One thing you can do to hold on to what’s left of your legitimacy — your obscene refusal to see what others had predicted and what history has already produced — is to call all other news fake.
In a piece now justifiably decried for its sloppiness, fake news perpetrator The Washington Post went fake-news crazy last week. This was the fakest take on fake news in fake memory, and the claim that “the Russians did it” turned out to be as unsubstantiated as all those claims that other news outlets make that the Russians leaked the Podesta emails, too. It is widely known that the password of John Podesta, who once left his smartphone in a cab, was “password”. But, you know, the Russians hacked him, even though not one US security agency has confirmed this was the case, just like the Russians made the fake news.
The Post took its cue about fakery from a group now known to be itself fake. It’s good that a few outlets, like The New Yorker, challenged this out-and-out bullshit. But it’s not good that many other sites ran with the headlines like Gizmodo’s, “Research confirms that Russia played a major role in spreading fake news”. The US site eventually amended “confirms” to “suggests”, leaving the original fake intact for us Australians, but while it was editing, legislation was passed in the US to target Russian propaganda that had not meaningfully existed. It’s not just fake news anymore. It’s real law.
[Usury suspects: media gumshoes have fingered five main culprits for Trump’s win]
Of course, under Trump, we likely have no need to worry about hostility toward Russia. But this lack of hostility doesn’t make its opposite desirable. Nonetheless, those more legitimate fake newsmakers won’t let their irrational fear of Putin go, even if, as it did turn out, he has no special interest in the dissemination of the “real” fake news.

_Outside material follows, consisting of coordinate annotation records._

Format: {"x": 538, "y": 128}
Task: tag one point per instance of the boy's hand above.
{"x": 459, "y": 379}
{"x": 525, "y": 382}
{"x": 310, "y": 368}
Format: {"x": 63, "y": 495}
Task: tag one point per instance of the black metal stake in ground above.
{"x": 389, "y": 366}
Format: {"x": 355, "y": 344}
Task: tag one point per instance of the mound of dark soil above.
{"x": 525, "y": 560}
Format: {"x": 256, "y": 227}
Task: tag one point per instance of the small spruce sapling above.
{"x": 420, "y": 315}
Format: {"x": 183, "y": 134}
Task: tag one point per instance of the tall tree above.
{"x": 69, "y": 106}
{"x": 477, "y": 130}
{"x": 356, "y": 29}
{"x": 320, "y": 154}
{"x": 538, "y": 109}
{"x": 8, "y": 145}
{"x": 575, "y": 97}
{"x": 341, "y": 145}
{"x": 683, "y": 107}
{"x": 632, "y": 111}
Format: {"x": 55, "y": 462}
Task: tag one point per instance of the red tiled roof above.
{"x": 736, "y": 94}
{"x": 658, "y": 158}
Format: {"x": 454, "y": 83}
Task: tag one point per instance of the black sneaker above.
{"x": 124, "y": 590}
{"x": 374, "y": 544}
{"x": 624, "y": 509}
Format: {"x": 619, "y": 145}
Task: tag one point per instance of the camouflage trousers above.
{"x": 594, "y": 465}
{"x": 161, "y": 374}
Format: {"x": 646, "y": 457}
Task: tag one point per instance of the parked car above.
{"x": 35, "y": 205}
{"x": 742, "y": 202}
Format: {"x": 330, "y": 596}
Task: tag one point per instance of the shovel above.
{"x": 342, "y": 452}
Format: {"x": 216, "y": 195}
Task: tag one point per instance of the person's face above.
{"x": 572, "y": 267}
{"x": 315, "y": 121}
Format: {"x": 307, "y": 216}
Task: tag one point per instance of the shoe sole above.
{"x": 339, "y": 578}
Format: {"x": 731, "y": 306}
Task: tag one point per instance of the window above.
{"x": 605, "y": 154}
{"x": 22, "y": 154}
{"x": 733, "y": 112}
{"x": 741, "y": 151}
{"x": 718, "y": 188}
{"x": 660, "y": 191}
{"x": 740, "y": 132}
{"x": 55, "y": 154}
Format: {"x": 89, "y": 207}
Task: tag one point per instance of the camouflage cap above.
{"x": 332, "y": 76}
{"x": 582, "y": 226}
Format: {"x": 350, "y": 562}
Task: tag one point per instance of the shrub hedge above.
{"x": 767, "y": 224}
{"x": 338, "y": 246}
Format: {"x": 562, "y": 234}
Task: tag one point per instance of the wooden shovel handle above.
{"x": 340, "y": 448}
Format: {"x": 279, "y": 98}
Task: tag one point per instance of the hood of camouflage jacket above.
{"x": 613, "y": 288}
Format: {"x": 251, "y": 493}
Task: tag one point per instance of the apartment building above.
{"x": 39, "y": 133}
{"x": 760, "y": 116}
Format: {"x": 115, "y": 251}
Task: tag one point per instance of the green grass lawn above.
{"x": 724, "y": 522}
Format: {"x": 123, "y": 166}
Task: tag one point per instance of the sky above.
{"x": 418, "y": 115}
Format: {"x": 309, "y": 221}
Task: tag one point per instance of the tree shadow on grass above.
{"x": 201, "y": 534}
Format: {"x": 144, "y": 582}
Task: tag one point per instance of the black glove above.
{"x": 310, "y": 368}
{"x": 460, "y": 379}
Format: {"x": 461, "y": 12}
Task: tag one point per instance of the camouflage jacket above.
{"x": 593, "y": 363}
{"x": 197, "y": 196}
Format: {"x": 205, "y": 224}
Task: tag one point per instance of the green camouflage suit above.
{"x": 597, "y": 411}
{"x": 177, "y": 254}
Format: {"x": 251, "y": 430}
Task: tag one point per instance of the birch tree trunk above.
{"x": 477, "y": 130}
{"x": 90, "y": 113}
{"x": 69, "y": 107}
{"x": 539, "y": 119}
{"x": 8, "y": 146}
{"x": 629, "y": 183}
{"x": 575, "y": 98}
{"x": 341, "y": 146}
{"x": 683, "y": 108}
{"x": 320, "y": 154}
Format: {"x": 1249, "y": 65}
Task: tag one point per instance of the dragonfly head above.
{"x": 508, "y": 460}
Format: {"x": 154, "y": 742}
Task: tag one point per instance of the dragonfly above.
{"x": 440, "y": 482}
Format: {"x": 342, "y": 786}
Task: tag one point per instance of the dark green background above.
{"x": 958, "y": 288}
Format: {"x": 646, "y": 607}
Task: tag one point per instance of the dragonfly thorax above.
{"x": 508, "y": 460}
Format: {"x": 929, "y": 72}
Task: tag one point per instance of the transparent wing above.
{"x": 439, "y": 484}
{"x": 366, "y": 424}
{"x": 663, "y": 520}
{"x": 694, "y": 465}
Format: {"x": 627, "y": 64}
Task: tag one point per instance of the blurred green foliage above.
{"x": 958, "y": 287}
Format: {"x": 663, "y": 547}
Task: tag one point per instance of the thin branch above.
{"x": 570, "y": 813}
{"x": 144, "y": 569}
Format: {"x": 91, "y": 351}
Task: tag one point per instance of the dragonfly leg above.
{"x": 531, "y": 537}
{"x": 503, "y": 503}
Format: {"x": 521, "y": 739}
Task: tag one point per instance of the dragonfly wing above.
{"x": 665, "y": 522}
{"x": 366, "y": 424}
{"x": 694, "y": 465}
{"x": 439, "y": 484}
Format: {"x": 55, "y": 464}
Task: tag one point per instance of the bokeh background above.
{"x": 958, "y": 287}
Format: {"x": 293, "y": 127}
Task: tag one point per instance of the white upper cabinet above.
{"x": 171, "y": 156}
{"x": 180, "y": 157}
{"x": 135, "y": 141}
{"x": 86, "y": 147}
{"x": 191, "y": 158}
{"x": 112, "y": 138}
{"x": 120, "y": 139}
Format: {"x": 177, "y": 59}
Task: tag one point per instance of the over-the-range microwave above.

You really think it’s fake news on Facebook that is changing the votes of the world? You don’t think it’s voters’ experience of that world? You don’t think that if they had a choice other than that between hideous isolationists, and centrists who call everyone who doesn’t vote for them a bigot, they’d make it? In Greece, where there is a strong fascist movement, they did have another choice. The socialist party Syriza had no mainstream media support. They won two elections anyhow.
Media say the fault is with Russia. Media say the fault is with bigots. Media say the fault is with improper media, or “fake news”.
You build a fake when your own authenticity is failing. As everyone who has ever seen The Matrix knows.
As you may have noted, in the first moments of that film, Morpheus is reading a book. It’s the book the Wachowski siblings used as the basis of their screenplay, Simulacra and Simulation. It was huge when I was at university, and I always liked it. I kept a copy, which I picked up this week when I was shouting at the telly for its fucking fake news, and I saw this great and very famous bit on Disneyland, “Disneyland is presented as imaginary in order to make us believe that the rest is real”.
How do you make your territory seem legitimate? Point to another world that obviously isn’t. Make America seem real by building a fake version of its main streets. Make news seem real by building a dreadful copy.
“It is no longer a question of a false representation of reality, but of concealing the fact that the real is no longer real.” That did my head in in 1990. It read like thrilling science fiction. Now, it’s a perfectly real account of a real that no longer exists.